Almost all the standard errors reported from an ordinary least-squares regression are at most one-tenth the magnitude of the parameters; most parameters are 20 to 40 times the estimated standard error. As discussed in the “Methods” section, however, the reported standard errors are underestimates.

13

The intercept from the regression is $2,040. For all those without a diagnosis, we predicted expenditures using only the demographic variables and averaged them to obtain the figure of $1,998.

14

Prevalence is measured for recipients in the prospective regression, e.g., with eligibility for all of fiscal year 1992 and at least 1 month of 1993. Because of the high mortality of people with AIDS, if recipients eligible for less than the full year had been included, a higher prevalence would have been found.

15

For unknown reasons, among persons eligible for the full year in Colorado, a high proportion (16 percent) have no claims at all for the year, compared with 6-7 percent in the other States.

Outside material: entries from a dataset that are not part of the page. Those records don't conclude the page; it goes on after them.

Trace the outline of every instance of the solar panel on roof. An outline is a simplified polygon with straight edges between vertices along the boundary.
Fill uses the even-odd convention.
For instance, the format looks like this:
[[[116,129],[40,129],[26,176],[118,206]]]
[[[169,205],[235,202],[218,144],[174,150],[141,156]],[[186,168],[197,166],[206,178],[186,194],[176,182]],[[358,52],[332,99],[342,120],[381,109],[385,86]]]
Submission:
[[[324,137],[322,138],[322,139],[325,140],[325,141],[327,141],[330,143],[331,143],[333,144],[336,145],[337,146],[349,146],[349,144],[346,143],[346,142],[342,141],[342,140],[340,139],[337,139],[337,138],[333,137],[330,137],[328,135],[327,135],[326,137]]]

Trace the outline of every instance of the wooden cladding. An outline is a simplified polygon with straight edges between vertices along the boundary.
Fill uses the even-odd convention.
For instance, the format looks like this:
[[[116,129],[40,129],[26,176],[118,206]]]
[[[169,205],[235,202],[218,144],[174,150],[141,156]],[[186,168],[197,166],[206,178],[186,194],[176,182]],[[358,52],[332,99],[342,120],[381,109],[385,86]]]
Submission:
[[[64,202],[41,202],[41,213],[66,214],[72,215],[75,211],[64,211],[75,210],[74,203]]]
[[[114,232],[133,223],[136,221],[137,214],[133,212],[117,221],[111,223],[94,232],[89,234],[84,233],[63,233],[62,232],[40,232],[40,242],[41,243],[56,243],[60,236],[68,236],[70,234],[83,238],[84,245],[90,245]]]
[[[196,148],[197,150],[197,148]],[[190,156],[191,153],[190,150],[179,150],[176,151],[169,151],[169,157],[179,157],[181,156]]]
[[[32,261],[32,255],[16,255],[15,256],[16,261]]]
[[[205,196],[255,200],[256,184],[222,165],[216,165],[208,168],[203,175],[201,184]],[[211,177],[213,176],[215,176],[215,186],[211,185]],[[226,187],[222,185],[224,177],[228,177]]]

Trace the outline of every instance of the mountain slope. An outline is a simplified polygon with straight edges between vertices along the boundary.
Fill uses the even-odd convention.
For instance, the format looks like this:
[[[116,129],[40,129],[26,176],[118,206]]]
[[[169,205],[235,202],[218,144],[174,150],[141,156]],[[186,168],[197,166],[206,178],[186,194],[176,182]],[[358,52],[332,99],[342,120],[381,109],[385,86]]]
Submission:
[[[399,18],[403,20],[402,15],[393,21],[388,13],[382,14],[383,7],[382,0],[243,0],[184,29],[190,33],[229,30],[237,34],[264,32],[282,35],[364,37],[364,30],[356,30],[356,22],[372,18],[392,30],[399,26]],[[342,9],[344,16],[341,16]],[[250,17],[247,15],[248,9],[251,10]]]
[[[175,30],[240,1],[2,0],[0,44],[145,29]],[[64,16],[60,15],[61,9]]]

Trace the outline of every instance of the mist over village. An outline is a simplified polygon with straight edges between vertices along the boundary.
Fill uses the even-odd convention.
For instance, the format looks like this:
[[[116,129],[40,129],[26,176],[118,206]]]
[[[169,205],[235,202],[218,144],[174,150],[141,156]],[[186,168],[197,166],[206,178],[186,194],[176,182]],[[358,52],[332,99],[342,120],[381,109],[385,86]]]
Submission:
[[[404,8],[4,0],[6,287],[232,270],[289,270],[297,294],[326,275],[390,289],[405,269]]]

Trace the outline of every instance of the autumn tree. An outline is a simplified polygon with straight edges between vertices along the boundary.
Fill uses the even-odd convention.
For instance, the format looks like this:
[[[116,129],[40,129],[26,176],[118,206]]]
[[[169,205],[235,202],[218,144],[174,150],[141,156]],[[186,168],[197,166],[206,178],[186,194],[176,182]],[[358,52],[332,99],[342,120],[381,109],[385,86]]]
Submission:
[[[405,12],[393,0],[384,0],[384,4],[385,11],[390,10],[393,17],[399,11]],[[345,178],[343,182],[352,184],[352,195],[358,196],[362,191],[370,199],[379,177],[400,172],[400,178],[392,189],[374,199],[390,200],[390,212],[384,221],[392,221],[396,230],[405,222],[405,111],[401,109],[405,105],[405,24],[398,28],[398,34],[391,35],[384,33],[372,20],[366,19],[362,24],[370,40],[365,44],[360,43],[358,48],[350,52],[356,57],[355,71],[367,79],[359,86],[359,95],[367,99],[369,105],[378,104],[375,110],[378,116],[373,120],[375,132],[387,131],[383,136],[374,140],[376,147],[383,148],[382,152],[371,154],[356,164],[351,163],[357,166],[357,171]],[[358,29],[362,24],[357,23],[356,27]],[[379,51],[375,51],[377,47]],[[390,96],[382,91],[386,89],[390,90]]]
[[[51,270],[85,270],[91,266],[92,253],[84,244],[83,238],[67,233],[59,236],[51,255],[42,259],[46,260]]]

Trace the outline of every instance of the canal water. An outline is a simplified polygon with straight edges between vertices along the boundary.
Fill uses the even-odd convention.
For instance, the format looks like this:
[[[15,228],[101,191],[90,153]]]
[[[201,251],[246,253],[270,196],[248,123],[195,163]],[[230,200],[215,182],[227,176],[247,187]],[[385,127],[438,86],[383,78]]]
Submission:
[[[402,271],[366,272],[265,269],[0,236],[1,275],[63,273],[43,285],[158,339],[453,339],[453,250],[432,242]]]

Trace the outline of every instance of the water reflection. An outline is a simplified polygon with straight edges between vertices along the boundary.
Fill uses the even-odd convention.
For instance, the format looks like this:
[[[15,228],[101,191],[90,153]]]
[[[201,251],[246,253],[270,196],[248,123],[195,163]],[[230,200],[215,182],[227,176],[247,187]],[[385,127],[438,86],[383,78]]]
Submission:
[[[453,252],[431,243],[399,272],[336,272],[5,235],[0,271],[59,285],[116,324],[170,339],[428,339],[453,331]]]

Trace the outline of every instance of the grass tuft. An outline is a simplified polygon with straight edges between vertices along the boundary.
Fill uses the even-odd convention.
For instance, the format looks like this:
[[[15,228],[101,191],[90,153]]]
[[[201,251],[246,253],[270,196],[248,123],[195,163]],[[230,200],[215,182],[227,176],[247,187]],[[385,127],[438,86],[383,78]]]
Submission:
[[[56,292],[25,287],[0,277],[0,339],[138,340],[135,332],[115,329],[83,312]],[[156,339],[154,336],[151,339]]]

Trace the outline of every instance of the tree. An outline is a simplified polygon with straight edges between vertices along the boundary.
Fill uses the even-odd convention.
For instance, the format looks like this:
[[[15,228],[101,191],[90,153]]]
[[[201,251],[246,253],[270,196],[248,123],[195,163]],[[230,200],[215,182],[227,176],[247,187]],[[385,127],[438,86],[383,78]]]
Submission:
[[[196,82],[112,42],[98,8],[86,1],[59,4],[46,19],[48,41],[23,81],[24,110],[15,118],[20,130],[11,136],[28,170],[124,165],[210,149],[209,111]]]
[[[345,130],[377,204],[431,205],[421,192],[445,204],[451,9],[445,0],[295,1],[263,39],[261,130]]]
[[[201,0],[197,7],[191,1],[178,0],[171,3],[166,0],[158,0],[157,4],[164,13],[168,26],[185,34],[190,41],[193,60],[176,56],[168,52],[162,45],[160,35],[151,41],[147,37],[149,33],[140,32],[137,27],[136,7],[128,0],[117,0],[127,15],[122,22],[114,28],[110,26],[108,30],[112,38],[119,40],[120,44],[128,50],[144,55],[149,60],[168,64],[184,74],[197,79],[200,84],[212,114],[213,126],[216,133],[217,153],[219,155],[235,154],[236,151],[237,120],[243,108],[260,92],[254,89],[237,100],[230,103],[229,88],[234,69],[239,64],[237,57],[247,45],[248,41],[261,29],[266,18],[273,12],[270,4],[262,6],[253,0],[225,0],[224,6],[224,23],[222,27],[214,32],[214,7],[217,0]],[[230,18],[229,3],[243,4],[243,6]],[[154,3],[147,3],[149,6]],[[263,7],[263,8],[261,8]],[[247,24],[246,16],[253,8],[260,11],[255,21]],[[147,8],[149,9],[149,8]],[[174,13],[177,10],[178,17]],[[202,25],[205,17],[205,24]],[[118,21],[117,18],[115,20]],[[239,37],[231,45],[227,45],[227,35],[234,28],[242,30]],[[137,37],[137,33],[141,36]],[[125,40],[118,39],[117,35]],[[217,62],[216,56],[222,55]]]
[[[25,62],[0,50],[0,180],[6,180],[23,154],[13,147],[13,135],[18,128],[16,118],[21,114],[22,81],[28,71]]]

This larger percentage with no claims largely accounts for the smaller percentages with identified diagnoses in Colorado.

16

We used parameter estimates from the combined regression and each of the five State regressions to calculate six predicted expenditure amounts for each recipient. The correlations of these six variables average approximately 0.90.

17

The independent variables in the regression with prior expenditures include a continuous variable for prior expenditures as well as four dummy variables if prior expenditures were below $300 per year, between $300 and $1,000, between $1,000 and $4,000, or more than $9,000, to account for non-linearities in the relationship between prior and current expenditures.

18

Other alternatives include paying the FFS average as a final rate and applying the case-mix assessment only for second-year payments or making a preliminary assessment soon after enrollment begins (see Medicaid Working Group [1995] for more details on implementation under these circumstances).

19

In both the prospective and concurrent models, we used the same classification system, which was developed using prospective analysis.